The Front Porch prints book reviews by local librarians, rotating to a different library each month. April reviews are by librarians Kelly Wright and Kristi Harder from the Sam Gary Library, 2961 Roslyn. Librarians interested in writing book reviews can email Madeline@FrontPorchStapleton.com.
The Girl on the Train by Paula Hawkins
Adult Fiction: 5/5 stars
Rachel lives on the outskirts of London and takes the train into town every day for work. She loves looking at the suburban houses as she passes by and thinking about the lives of the tenants. One couple in particular she feels like she knows: they seem to have the perfect life, which is something Rachel feels she has lost. One day Rachel sees something suspicious from the train and gets immersed in a tangled web of murder, confusion and suspicion. If you loved Gone Girl, then this is a thriller you should definitely keep on your radar.
Unquiet Dead by Ausma Zehanat Khan
Adult Fiction: 5/5 stars
Denver author Khan’s first novel is not the usual mystery. Khattak, a Canadian Muslim who investigates hate crimes, is assigned the death of a man who went off a cliff. Accident or murder? It turns out the victim may have been a Serbian war criminal in hiding who directed the slaughter of thousands of Muslims at Srebrenica. Khattak’s people of interest are a group of Bosnian Muslim refugees who witnessed the atrocities. Excerpts from testimony from war crimes trials reveal the horrors that took place. If he was murdered, who could blame the murderer? Memorable.
The Rosie Project by Graeme Simsion
Adult Fiction: 4/5 stars
Don, a socially inept, rigid genetics professor, thinks it’s time for the “wife project.” He’s designed an unrealistic questionnaire to identify the perfect woman. No smokers, drinkers or chronically tardy need apply. Enter Rosie, who Don mistakenly thinks is a candidate sent by a friend, but is shockingly unsuitable. Rosie is searching for her father and needs Don’s help on the genetics front. Can they both find what they seek? A funny, charming romantic comedy that is entertaining despite the expected outcome. I listened to this book and it made me laugh out loud.
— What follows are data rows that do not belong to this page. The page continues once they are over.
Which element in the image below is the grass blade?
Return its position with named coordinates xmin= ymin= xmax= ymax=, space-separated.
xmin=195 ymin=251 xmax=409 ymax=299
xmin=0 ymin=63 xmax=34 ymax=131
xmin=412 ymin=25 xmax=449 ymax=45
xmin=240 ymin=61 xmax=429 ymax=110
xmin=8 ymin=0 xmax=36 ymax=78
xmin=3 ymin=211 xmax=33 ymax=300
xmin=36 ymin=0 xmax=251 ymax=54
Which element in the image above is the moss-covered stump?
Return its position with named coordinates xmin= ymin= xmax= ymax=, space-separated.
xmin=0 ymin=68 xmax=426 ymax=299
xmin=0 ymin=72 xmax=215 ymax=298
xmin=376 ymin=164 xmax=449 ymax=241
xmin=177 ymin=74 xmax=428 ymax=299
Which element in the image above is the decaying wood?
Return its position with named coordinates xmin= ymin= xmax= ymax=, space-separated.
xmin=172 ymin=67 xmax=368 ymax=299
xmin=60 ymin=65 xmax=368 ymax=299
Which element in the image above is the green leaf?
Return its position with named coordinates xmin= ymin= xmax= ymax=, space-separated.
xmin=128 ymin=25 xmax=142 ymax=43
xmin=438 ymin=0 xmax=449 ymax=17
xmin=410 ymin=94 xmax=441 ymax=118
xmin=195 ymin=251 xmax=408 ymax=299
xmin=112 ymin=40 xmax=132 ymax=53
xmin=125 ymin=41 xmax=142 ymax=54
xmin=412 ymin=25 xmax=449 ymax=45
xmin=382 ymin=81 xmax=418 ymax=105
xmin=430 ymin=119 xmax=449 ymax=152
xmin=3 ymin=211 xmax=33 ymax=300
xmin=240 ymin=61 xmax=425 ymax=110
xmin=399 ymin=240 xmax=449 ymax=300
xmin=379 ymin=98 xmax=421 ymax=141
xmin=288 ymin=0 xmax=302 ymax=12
Simon vs. the Homo Sapiens Agenda by Becky Albertelli
Young Adult: 4/5 stars
Simon is 16 years old and not out of the closet. It’s not that he’s ashamed; he’s just waiting for the right time. Then a classmate reads his emails and starts blackmailing him, threatening to reveal his sexual orientation to the whole school. This book follows Simon through his junior year with all the drama that ensues. Simon has to play wingman for his dorky classmate, and he’s falling for a mysterious boy named Blue who he’s been emailing with. A heartwarming, funny and adorable coming-of-age story that encourages teens to embrace their individuality.
Echo by Pam Munoz Ryan
Children’s: 5/5 stars
Three intertwined stories feature a special harmonica with a spell on it that imprisons three princesses. They can only be set free when the harmonica saves a life, but whose? The answer to that question keeps the reader glued to the page in these stories that take place during WWII. The main characters range from a boy in Nazi Germany, to a pair of orphaned brothers, and a girl living in California. The writer deftly connects each tale through a love of music and the suspense about who may have to die to end the curse.